Eventually, amid various flashbacks of her husband and musings about her toyboy lover, Liz finds spiritual redemption in India – as does Eat Pray Love. For in the most powerful segment of the movie, Liz meets ‘Richard from Texas’ (Jenkins), a mysterious American man who mocks her arrival at the ashram and devotes his life to meditation. The circumstances that led to his curious predicament are later revealed in one outstanding monologue delivered by Jenkins, who is utterly mesmerising. It's a huge shame the movie didn't focus more on his character.
Liz then ends up in Bali, where she began her post-divorce trek and falls for the charms of Javier Bardem's divorcee. The pair do have a reasonable amount of spark together, and director Ryan Murphy showcases the island's beauty well without ever relegating the actors to second fiddle. Yet there's no desire for us to crave a happy ending for Liz, although later events do slightly lessen any antagonism towards her that was built up by the mechanics of the screenplay.

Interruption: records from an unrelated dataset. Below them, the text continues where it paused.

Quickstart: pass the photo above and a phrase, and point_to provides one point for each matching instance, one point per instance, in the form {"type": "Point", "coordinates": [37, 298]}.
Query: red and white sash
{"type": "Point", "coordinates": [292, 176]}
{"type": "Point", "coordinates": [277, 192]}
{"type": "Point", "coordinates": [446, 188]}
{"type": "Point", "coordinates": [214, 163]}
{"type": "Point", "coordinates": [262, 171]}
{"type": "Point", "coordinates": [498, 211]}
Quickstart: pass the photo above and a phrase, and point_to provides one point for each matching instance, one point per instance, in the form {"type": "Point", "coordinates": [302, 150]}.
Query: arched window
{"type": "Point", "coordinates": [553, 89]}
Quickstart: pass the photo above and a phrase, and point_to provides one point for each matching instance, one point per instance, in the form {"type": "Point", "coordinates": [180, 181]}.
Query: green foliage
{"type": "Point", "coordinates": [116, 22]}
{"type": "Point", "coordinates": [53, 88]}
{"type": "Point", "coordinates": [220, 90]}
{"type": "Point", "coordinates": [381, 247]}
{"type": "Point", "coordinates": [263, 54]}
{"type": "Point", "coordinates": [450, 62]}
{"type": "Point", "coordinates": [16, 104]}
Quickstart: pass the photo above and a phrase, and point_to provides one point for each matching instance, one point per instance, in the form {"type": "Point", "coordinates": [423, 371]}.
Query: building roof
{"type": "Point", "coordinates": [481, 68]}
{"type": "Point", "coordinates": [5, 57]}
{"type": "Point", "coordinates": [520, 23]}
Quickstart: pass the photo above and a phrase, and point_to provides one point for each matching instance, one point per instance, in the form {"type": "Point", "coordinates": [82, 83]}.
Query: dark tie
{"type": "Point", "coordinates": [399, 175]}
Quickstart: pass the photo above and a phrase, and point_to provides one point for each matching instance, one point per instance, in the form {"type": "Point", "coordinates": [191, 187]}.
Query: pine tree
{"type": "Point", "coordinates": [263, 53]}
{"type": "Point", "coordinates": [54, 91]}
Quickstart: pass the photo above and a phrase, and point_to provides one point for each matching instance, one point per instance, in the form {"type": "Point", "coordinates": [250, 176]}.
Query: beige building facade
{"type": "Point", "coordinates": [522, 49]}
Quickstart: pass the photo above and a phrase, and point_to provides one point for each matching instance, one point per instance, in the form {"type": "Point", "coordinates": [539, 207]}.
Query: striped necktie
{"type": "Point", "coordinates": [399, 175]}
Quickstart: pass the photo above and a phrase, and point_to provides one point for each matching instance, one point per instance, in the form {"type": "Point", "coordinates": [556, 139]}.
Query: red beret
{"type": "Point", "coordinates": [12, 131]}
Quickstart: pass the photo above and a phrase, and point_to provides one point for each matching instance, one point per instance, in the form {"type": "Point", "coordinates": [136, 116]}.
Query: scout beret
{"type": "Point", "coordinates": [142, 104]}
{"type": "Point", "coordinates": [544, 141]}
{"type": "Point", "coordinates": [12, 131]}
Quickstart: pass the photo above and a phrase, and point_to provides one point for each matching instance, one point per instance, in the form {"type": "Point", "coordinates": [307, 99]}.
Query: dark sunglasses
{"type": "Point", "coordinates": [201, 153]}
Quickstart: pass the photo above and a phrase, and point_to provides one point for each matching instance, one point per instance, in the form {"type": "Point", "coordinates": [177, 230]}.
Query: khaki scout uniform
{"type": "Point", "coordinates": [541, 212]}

Julia Roberts still possesses the luminous star quality in the lead role, but the script relegates her character to an unsympathetic and selfish entity with poorly explained motivations for her actions. That's not ideal given that she is ever-present throughout the 133 minutes, akin to sitting next to some boring duffer on a flight who won't stop rambling on – compelling you to eye up the emergency exit doors and weigh up a tussle with gravity at 30,000 feet.